“Ah well!” said Zerbine, “it will be for another time then. I shall put it away in my strong box, and keep it for you, like a faithful treasurer.”
“But surely you haven’t abandoned the poor marquis,” said Blazius, rather reproachfully. “Of course I know there was no question of his giving you up; you are not one of that sort. The role of Ariadne would not suit you at all; you are a Circe. Yet he is a splendid young nobleman-handsome, wealthy, amiable, and not wanting in wit.”
“Oh! I haven’t given him up; very far from it,” Zerbine replied, with a saucy smile. “I shall guard him carefully, as the most precious gem in my casket. Though I have quitted him for the moment, he will shortly follow me.”
“Fugax sequax, sequax fugax,” the pedant rejoined; “these four Latin words, which have a cabalistic sound, not unlike the croaking of certain batrachians, and might have been borrowed, one would say, from the ‘Comedy of the Frogs,’ by one Aristophanes, an Athenian poet, contain the very pith and marrow of all theories of love and lovemaking; they would make a capital rule to regulate everybody’s conduct—of the virile as well as of the fair sex.”
“And what under the sun do your fine Latin words mean, you pompous old pedant?” asked Zerbine. “You have neglected to translate them, entirely forgetting that not everybody has been professor in a college, and knight of the ferule, like yourself.”
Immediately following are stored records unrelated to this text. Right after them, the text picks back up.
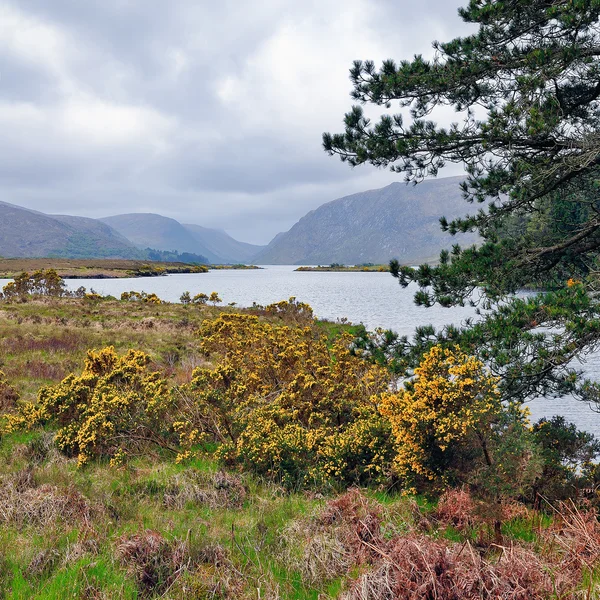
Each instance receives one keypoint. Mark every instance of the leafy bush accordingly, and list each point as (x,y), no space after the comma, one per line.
(115,406)
(134,296)
(286,405)
(8,394)
(39,283)
(450,427)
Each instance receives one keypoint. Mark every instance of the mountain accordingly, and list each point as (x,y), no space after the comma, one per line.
(222,245)
(397,221)
(147,230)
(28,233)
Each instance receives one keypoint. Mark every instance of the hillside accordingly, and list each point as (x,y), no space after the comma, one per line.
(28,233)
(397,221)
(222,246)
(148,230)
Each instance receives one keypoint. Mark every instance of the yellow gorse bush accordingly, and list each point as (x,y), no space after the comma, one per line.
(115,406)
(286,404)
(451,401)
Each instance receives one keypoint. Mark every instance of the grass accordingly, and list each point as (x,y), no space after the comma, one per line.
(94,268)
(154,528)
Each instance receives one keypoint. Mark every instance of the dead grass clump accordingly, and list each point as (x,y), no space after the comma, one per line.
(24,503)
(210,581)
(41,448)
(43,562)
(575,536)
(417,567)
(154,561)
(218,490)
(456,508)
(345,533)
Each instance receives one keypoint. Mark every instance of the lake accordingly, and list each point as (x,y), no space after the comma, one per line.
(374,299)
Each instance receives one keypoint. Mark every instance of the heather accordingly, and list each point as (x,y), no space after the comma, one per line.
(169,450)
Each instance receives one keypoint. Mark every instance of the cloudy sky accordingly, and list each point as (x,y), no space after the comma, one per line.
(208,112)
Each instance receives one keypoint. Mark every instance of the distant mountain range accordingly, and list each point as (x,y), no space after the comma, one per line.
(397,221)
(147,230)
(28,233)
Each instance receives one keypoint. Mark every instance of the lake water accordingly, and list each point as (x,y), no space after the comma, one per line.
(374,299)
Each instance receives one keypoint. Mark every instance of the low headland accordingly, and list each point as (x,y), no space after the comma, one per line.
(336,267)
(95,268)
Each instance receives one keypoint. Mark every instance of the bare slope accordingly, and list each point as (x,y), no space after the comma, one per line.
(397,221)
(222,245)
(28,233)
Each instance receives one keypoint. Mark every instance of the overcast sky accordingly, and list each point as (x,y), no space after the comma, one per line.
(210,112)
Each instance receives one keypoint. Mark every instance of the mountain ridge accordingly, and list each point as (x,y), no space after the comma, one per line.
(396,221)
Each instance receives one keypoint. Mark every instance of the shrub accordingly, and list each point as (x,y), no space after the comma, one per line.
(8,394)
(200,299)
(115,406)
(39,283)
(286,405)
(154,561)
(450,427)
(568,457)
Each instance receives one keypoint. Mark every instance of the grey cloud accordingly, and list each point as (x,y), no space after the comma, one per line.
(202,111)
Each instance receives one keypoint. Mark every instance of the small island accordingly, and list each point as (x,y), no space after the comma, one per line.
(236,267)
(336,267)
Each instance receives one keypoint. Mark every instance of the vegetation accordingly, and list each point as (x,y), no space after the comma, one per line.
(94,268)
(525,85)
(209,452)
(367,268)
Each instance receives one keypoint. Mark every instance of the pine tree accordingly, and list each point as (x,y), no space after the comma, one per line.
(525,86)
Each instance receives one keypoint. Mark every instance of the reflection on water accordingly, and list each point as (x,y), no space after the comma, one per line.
(374,299)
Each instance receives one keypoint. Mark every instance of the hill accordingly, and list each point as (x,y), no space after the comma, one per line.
(397,221)
(28,233)
(222,246)
(148,230)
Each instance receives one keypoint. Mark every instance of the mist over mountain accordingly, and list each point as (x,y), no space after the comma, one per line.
(28,233)
(397,221)
(148,230)
(220,244)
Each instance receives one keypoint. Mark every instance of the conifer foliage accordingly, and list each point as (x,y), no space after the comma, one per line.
(525,87)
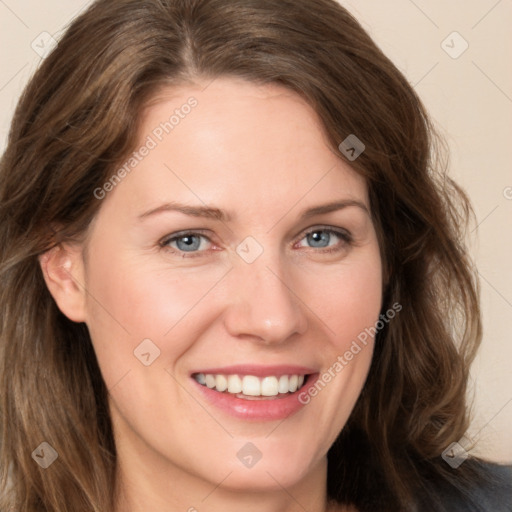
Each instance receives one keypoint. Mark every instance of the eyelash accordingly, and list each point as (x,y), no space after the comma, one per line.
(343,235)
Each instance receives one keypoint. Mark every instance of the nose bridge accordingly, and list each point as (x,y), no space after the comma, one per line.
(263,304)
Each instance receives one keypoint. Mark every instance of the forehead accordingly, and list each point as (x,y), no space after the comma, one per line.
(235,141)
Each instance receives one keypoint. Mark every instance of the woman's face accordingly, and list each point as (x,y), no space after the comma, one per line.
(237,250)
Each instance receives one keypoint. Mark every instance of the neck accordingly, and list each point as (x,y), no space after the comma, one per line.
(150,483)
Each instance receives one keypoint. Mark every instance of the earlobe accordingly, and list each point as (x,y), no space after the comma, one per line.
(63,272)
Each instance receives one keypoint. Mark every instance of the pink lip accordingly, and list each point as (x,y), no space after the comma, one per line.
(256,410)
(258,370)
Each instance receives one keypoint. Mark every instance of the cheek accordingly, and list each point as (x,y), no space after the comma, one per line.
(133,299)
(346,298)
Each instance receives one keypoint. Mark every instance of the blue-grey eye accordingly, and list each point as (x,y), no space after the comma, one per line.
(188,242)
(319,239)
(322,238)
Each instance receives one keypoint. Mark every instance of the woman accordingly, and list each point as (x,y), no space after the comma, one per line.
(232,272)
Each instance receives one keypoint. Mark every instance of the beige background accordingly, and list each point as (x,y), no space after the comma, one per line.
(469,97)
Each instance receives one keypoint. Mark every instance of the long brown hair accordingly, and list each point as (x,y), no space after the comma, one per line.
(76,121)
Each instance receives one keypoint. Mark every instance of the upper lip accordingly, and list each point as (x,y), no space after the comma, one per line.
(258,370)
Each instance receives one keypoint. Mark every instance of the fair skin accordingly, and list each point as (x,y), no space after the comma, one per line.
(259,155)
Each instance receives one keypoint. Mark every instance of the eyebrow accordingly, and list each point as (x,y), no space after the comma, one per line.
(220,215)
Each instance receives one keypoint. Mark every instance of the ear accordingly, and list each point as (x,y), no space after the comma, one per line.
(63,271)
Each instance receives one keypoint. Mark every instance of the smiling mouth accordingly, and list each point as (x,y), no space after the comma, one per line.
(250,387)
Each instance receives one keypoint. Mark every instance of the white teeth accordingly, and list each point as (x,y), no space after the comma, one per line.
(210,380)
(269,386)
(294,380)
(283,384)
(234,384)
(221,383)
(250,385)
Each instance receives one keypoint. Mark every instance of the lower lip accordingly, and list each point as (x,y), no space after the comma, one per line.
(257,410)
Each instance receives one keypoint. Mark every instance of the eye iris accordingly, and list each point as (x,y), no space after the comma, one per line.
(188,243)
(319,239)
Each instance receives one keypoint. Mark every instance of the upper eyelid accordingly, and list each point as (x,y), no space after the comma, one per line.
(336,230)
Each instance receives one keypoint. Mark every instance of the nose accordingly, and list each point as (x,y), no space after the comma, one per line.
(263,306)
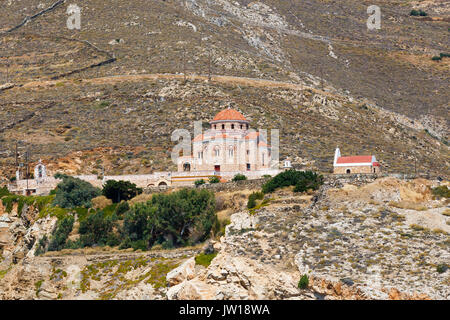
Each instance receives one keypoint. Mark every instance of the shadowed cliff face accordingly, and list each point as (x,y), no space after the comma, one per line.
(315,44)
(354,239)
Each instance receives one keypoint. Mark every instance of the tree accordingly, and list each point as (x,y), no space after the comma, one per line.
(302,180)
(120,190)
(73,192)
(199,182)
(176,219)
(214,179)
(239,177)
(61,234)
(96,229)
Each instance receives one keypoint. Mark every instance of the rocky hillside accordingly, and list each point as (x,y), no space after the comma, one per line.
(110,94)
(354,239)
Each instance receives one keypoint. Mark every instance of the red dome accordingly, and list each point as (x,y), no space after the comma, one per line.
(229,114)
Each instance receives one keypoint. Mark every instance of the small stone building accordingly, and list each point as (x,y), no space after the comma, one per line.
(354,164)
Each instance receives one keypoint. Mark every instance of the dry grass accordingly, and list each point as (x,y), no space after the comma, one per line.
(101,202)
(408,205)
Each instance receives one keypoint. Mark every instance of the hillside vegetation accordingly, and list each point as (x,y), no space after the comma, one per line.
(120,115)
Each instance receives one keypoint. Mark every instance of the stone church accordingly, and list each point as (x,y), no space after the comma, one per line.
(230,145)
(354,164)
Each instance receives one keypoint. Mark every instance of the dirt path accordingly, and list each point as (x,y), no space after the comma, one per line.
(252,82)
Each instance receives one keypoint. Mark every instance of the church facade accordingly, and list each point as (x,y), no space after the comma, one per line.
(229,146)
(355,164)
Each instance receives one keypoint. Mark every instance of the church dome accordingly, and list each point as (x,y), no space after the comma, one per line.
(229,115)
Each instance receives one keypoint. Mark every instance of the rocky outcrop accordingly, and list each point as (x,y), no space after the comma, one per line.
(184,272)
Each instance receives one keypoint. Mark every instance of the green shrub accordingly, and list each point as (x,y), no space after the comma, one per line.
(251,203)
(304,281)
(239,177)
(171,219)
(122,208)
(96,229)
(205,259)
(73,192)
(441,192)
(4,192)
(41,245)
(120,190)
(199,182)
(441,268)
(419,12)
(214,179)
(61,233)
(302,180)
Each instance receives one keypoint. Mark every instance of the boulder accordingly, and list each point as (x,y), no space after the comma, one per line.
(186,271)
(196,290)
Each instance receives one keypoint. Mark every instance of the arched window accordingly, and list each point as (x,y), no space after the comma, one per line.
(231,151)
(217,151)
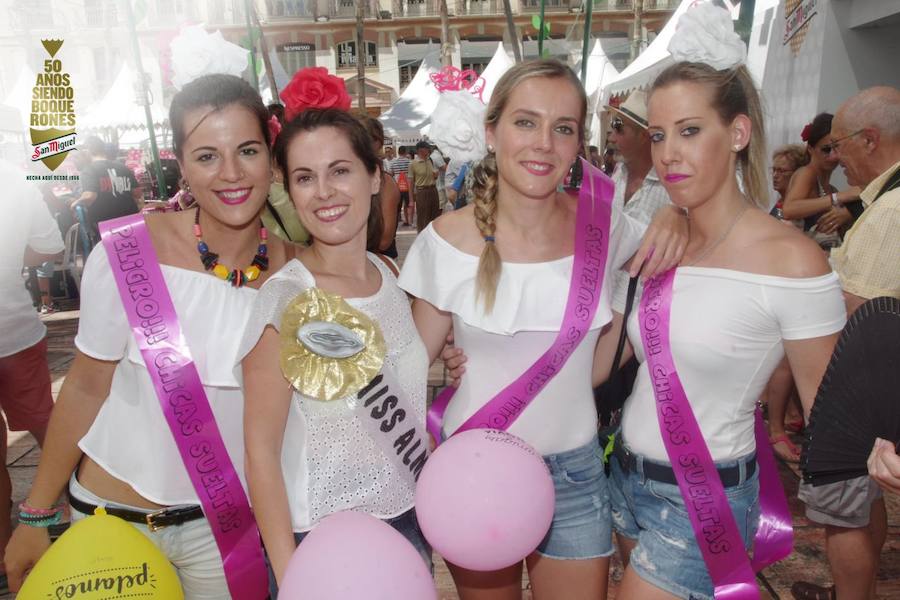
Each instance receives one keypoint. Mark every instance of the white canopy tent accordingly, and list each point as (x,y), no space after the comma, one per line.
(650,62)
(119,108)
(402,121)
(600,71)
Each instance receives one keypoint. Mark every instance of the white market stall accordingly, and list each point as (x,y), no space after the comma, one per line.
(119,109)
(600,71)
(19,96)
(649,63)
(500,64)
(403,120)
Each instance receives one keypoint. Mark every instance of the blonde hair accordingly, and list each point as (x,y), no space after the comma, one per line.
(485,173)
(733,94)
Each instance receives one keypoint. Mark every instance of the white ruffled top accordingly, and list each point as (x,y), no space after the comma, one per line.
(130,438)
(501,345)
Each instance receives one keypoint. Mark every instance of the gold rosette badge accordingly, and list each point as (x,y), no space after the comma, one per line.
(329,350)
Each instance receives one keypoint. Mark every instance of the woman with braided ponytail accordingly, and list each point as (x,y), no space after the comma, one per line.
(498,271)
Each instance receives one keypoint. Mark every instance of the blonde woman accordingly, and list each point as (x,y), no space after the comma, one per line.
(498,271)
(747,292)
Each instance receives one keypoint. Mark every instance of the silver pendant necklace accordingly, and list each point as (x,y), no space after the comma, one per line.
(721,239)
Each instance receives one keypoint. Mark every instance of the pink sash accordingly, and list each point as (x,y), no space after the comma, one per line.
(154,323)
(701,488)
(592,228)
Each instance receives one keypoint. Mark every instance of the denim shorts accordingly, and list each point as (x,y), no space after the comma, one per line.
(582,525)
(405,524)
(654,515)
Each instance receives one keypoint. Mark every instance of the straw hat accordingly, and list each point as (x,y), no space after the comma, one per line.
(634,108)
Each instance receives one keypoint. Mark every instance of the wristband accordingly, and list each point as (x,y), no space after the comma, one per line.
(40,517)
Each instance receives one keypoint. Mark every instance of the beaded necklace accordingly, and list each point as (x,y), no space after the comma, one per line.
(236,277)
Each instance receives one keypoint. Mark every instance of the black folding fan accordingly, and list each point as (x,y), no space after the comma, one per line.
(859,398)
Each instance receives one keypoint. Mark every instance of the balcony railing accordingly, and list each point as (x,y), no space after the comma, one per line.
(550,6)
(294,9)
(417,8)
(346,9)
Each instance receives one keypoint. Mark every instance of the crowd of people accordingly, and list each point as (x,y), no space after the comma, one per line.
(289,220)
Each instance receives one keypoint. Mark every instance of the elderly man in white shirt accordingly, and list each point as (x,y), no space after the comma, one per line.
(29,236)
(638,189)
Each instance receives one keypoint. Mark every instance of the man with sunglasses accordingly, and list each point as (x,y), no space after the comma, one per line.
(865,135)
(639,193)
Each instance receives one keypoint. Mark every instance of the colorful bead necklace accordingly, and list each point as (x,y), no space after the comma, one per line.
(236,277)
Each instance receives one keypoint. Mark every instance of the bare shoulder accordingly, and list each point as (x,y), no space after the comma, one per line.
(803,181)
(784,251)
(458,228)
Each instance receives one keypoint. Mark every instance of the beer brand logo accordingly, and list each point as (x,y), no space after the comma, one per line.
(797,15)
(52,124)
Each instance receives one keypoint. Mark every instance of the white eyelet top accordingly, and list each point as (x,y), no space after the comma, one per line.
(329,462)
(526,319)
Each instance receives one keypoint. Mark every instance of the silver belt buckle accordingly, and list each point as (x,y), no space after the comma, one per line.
(151,520)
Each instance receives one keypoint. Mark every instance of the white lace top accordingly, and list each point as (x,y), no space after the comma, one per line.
(503,344)
(329,461)
(130,438)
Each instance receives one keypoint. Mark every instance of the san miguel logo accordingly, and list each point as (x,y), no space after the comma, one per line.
(52,125)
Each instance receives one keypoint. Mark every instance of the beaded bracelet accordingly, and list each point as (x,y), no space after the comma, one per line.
(40,517)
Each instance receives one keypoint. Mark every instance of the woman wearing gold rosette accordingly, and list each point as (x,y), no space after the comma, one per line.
(331,331)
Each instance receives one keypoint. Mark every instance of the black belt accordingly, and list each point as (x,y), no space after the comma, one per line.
(154,520)
(730,476)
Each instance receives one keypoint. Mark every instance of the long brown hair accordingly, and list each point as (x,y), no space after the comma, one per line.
(485,173)
(733,94)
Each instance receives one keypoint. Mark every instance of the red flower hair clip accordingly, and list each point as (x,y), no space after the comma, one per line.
(452,79)
(314,87)
(804,135)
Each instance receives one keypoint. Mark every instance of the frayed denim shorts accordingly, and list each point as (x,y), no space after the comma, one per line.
(582,526)
(654,515)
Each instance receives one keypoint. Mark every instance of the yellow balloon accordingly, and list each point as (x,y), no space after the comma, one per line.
(102,557)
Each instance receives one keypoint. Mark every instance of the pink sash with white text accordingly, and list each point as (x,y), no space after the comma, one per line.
(592,229)
(154,323)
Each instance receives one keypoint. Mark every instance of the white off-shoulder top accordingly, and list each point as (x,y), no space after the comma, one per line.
(527,316)
(328,460)
(130,438)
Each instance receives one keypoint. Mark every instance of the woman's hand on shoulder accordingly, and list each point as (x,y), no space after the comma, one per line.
(663,244)
(458,229)
(789,253)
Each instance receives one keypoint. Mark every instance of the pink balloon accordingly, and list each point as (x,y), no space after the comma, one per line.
(485,499)
(354,556)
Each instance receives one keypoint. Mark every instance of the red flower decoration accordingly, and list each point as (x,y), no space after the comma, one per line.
(314,87)
(804,135)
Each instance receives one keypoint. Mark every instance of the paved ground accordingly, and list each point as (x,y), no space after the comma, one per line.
(807,561)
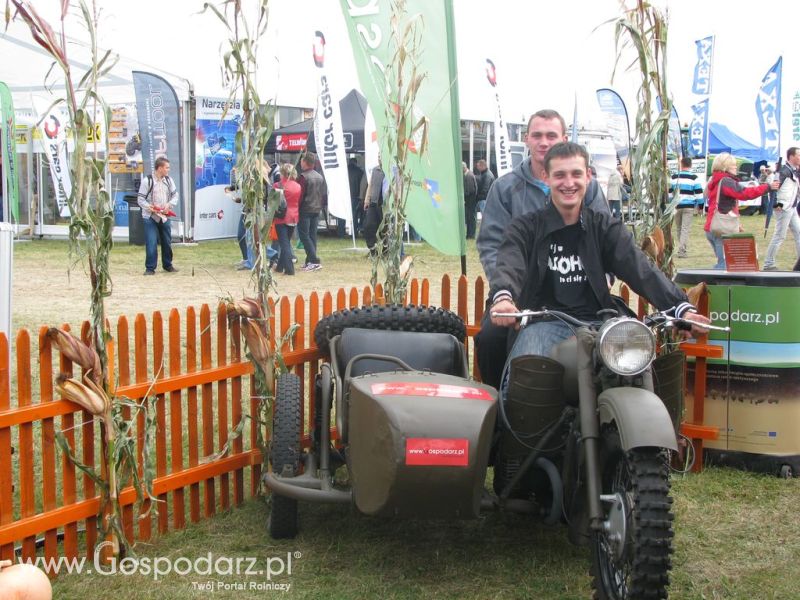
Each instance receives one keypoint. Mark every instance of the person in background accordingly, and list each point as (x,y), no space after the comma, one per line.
(785,210)
(285,226)
(690,202)
(313,192)
(485,179)
(614,193)
(470,201)
(157,197)
(356,176)
(519,192)
(725,184)
(765,175)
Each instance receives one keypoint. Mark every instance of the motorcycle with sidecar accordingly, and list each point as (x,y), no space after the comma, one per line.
(581,437)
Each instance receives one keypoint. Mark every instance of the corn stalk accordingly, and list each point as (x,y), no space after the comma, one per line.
(404,81)
(239,69)
(643,28)
(90,228)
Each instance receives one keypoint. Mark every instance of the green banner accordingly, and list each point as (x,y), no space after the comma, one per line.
(9,153)
(435,204)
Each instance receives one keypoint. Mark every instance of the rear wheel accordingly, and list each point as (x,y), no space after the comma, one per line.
(393,317)
(285,453)
(631,556)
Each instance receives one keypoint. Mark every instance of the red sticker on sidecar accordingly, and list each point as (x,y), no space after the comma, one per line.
(437,452)
(437,390)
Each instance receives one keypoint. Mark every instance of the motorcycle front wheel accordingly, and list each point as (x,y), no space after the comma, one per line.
(631,555)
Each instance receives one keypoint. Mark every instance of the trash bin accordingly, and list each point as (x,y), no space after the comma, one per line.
(752,391)
(135,222)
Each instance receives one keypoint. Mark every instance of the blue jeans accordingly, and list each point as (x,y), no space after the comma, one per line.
(285,264)
(716,244)
(537,339)
(785,220)
(307,230)
(241,237)
(153,234)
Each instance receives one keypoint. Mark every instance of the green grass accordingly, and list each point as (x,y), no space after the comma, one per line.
(736,533)
(737,536)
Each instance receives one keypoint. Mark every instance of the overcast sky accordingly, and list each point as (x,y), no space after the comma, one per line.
(546,53)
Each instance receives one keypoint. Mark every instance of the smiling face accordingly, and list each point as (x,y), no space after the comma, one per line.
(542,135)
(568,178)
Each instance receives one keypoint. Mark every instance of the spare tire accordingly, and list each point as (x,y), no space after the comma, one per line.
(394,317)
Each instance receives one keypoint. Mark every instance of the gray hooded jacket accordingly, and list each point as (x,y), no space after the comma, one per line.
(512,195)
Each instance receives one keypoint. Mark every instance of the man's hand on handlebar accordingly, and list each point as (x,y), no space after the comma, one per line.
(698,321)
(504,306)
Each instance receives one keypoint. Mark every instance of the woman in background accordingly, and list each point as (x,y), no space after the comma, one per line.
(285,226)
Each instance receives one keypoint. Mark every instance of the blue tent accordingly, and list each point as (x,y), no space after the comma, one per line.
(723,139)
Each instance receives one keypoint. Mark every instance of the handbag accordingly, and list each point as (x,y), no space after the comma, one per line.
(724,223)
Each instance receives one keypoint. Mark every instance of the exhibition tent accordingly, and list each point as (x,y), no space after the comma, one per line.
(300,136)
(722,139)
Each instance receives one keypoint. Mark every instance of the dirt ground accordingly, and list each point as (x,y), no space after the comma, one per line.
(50,287)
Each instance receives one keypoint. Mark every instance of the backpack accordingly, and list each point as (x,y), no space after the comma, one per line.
(170,185)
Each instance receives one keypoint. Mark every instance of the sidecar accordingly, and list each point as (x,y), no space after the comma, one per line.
(412,429)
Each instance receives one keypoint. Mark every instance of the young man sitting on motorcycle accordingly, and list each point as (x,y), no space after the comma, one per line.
(558,257)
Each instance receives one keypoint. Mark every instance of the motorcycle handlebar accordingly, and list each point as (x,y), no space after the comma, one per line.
(655,319)
(525,315)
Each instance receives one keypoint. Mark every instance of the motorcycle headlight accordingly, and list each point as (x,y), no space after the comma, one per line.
(627,346)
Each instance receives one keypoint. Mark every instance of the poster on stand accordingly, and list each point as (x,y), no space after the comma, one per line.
(216,214)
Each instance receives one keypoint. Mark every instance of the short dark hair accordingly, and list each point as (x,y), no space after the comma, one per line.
(548,114)
(565,150)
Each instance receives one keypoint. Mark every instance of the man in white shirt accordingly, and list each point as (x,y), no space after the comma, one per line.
(157,197)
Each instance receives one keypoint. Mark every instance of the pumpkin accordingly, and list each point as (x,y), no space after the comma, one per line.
(23,582)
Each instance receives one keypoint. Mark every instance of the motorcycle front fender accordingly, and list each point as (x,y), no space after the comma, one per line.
(640,416)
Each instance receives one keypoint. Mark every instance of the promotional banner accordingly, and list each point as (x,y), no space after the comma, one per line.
(159,126)
(216,214)
(768,110)
(698,129)
(329,138)
(9,155)
(796,117)
(501,149)
(435,205)
(124,140)
(53,128)
(613,108)
(674,129)
(702,69)
(751,391)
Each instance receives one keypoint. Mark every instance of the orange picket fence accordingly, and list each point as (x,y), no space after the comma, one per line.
(193,365)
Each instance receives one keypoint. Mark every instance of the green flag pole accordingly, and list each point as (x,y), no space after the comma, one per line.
(455,118)
(9,154)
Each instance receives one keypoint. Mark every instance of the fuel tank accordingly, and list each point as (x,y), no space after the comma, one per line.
(419,443)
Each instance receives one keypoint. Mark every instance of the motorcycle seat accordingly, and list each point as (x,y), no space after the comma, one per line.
(435,352)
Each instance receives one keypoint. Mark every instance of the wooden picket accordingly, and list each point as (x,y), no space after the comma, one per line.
(196,371)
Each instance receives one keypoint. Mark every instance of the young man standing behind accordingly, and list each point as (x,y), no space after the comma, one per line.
(313,189)
(785,215)
(157,197)
(519,192)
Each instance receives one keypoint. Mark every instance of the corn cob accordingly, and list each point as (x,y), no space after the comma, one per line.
(76,351)
(90,397)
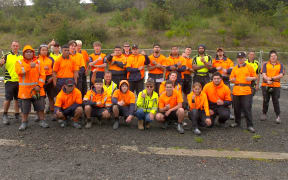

“Their meaning,” he replied, “may be expressed in this little couplet:
‘If you fly from men, they’ll be sure to pursue,
But if you follow them, they will fly from you.”
“Ha! ha!” laughed Zerbine, “that’s a verse that ought to be set to music.” And she began singing it to a merry tune at the top of her voice; a voice so clear and ringing that it was a pleasure to hear it. She accompanied her song with such an amusing and effective pantomime, representing flight and pursuit, that it was a pity she had not had a larger audience to enjoy it. After this outburst of merriment she quieted down a little, and gave her companions a brief, history of her adventures since she had parted from them, declaring that the marquis had invariably treated her with the courtesy and generosity of a prince. But in spite of it all she had longed for her old wandering life with the troupe, the excitement of acting, and the rounds of applause she never failed to win; and at last she confessed to the marquis that she was pining for her role of soubrette.
“‘Very well,’ he said to me, ‘you can take your mules and your belongings and go in pursuit of the troupe, and I will shortly follow in pursuit of you. I have some matters to look after in Paris, that have been neglected of late, and I have been too long absent from the court. You will permit me to applaud you I suppose, and truth to tell I shall be very glad to enjoy your bewitching acting again.’ So I told him I would look for him among the audience every evening till he made his appearance, and, after the most tender leave-taking, I jumped on my mule and caught you up here at the Armes de France, as you know.”
“But,” said Hérode, “suppose your marquis should not turn up at all! you would be regularly sold.”